Le délire trumpien se surpasse d’une semaine à l’autre. La tendance du président des États-Unis à s’affranchir des faits, de la réalité, dépasse chaque fois ce qu’on considérait la veille comme infranchissable ou inconcevable.

Samedi devant une foule de partisans — Donald Trump est toujours en campagne, c’est tout ce qu’il sait faire —, il a inventé, purement et simplement, un attentat terroriste en Suède pour alimenter son alarmisme et justifier ses politiques de contrôle des frontières : « Regardez ce qui se passe en Allemagne, regardez ce qui s’est passé hier soir en Suède. La Suède, qui l’aurait cru ? La Suède. Ils ont accueilli beaucoup de réfugiés et, maintenant, ils ont des problèmes comme ils ne l’auraient jamais pensé. »
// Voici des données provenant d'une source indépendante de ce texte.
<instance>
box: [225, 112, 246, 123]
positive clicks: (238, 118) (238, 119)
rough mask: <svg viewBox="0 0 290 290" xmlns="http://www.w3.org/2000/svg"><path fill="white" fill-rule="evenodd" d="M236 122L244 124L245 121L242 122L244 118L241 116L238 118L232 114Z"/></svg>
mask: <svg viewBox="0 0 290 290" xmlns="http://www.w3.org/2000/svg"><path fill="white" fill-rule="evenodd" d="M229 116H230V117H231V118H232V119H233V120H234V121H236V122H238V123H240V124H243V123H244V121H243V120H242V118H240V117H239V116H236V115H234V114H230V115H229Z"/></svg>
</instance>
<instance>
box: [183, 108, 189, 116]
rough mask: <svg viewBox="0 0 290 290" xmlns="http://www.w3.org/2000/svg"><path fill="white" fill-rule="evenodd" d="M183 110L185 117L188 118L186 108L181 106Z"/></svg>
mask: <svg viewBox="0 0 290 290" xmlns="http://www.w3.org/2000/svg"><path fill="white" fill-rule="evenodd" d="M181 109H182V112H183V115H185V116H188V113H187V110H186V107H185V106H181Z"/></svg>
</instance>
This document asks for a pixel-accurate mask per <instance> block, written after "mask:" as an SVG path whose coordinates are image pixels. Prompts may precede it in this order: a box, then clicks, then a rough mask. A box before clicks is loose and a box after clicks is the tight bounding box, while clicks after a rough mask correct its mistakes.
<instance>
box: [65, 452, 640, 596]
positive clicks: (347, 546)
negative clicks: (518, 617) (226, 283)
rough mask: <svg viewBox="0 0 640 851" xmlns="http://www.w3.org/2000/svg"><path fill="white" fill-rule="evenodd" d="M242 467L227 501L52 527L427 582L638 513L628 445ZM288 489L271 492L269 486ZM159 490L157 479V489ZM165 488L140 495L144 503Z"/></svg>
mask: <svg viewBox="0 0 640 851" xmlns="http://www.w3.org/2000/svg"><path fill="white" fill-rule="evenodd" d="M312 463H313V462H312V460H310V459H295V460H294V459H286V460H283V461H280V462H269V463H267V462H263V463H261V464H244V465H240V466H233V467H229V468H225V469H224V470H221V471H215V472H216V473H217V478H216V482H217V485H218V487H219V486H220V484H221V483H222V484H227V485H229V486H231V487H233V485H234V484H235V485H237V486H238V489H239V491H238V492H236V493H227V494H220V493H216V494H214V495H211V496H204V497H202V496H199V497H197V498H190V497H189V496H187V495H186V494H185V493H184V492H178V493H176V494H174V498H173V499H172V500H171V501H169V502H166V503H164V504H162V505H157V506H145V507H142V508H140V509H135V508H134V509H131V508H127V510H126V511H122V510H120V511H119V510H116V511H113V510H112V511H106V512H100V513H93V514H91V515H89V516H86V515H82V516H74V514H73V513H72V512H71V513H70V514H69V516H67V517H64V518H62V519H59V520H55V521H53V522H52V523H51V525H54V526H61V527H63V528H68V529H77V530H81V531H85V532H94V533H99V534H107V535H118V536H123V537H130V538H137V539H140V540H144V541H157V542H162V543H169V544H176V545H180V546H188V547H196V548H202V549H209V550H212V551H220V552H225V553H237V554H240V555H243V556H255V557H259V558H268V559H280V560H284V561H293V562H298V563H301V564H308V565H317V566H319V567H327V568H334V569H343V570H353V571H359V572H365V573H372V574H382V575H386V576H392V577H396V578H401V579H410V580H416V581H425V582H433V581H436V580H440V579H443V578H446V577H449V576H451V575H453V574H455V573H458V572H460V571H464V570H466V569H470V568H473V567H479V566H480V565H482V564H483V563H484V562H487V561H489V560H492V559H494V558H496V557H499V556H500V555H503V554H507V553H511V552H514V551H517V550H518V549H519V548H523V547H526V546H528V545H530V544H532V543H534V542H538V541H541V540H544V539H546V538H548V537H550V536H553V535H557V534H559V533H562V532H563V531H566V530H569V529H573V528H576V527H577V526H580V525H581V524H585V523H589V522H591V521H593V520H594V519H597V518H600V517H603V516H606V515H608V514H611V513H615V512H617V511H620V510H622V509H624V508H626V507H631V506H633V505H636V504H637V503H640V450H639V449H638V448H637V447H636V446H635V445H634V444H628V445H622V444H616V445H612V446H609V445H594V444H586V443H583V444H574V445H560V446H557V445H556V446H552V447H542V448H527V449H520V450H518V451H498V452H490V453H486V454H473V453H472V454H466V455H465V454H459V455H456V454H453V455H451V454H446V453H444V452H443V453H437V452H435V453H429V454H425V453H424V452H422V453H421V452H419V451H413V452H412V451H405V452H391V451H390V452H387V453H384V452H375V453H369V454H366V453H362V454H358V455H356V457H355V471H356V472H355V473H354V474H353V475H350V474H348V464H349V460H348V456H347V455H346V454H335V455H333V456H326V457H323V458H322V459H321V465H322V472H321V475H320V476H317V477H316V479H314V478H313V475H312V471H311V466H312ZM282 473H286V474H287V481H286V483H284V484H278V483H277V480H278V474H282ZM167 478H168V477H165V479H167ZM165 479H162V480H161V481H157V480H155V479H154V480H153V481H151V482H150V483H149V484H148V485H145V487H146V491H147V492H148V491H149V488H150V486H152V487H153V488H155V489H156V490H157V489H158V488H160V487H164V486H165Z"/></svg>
Un événement inexistant sert de justification à une politique excessive et controversée. On se répète que Trump délire, que Trump est devenu fou, qu’il avance des faussetés faciles à réfuter. Mais pour la minorité importante qui le suit et le suivra jusqu’au bout, toute réfutation est nulle et non avenue. Si les médias affirment qu’il ne s’est rien passé en Suède, rien d’autre qu’un vendredi soir ordinaire et sans violence… c’est certainement qu’ils mentent et nous cachent quelque chose.

État de droit, séparation des pouvoirs, liberté de la presse, respect des faits les plus élémentaires… tout cela est battu en brèche, jour après jour, par les paroles et les actes de Donald Trump. À tel point qu’un John McCain, sénateur de l’Arizona et républicain critique, a pu laisser tomber que « c’est comme ça que les dictatures commencent ».

François Fillon n’est certes pas Donald Trump. Le candidat officiel de la droite à la présidence française, l’homme qui, à la primaire de novembre, avait écrasé des adversaires aussi aguerris que Nicolas Sarkozy et Alain Juppé, n’est pas un malade narcissique. Il n’appuie pas non plus son discours sur des hallucinations, lesquelles fonderaient ensuite des envolées délirantes et comminatoires.

Nul freak show dans la campagne Fillon, comme la conférence de presse historique de jeudi dernier à la Maison-Blanche, ou comme cette réunion de samedi en Floride, durant laquelle Donald Trump a soudain sorti de son chapeau une Suède inventée, à feu et à sang…

Cependant, le tour qu’a pris, depuis une dizaine de jours, la campagne de ce candidat traqué, pris la main dans l’assiette au beurre de l’État — lui qui préconise l’austérité pour les simples contribuables —, ressemble un peu, en modèle réduit, à une dérive « trumpienne ».

Notons d’abord que les appuis populaires à François Fillon, depuis les révélations en cascade du Canard enchaîné sur les emplois fictifs dont auraient profité sa femme et deux de ses enfants, ont certes baissé, mais ne se sont pas effondrés.

Le choc a été rude ; Fillon n’occupe plus la première place. Il serait passé, en gros, de 25 % à 18 % des intentions de vote et se bat désormais, derrière Emmanuel Macron et Marine Le Pen, pour se rendre au second tour. Mais la volatilité notoire des appuis à Macron rend encore possible une qualification de justesse.

Après avoir accusé le coup lors des premières révélations de l’hebdomadaire satirique, et avoir promis qu’il se retirerait s’il était mis formellement en examen par la justice, Fillon a fait volte-face.

Il adopte maintenant (comme Trump) la posture de la victime. Une victime traquée (comme Trump) par une justice « incompétente » et des médias « haineux ». Il affirme qu’il continuera, « même mis en examen ». Comme Trump, il n’a pas vraiment réfuté les accusations contre lui (peut-être parce qu’il n’a pas d’éléments probants). Il « droitise » encore plus son discours et son programme (sur la justice et les jeunes notamment)…

Comme si une sorte de contagion s’étendait, d’un pays à l’autre, remettant en cause, les uns après les autres, les piliers qui ont longtemps fait la grandeur du système démocratique occidental.

Des deux côtés de l’Atlantique : mépris des faits ; dénonciation de complots supposés ; accusations systématiques contre des médias désignés à la vindicte comme « ennemis malfaisants » ; démonologie jetée à la face des contradicteurs, qu’ils soient des médias, des instances judiciaires, ou de simples citoyens sceptiques.

Et un appel au plébiscite populaire contre tout autre critère, fût-il celui de la loi, de la vérité ou de la séparation des pouvoirs.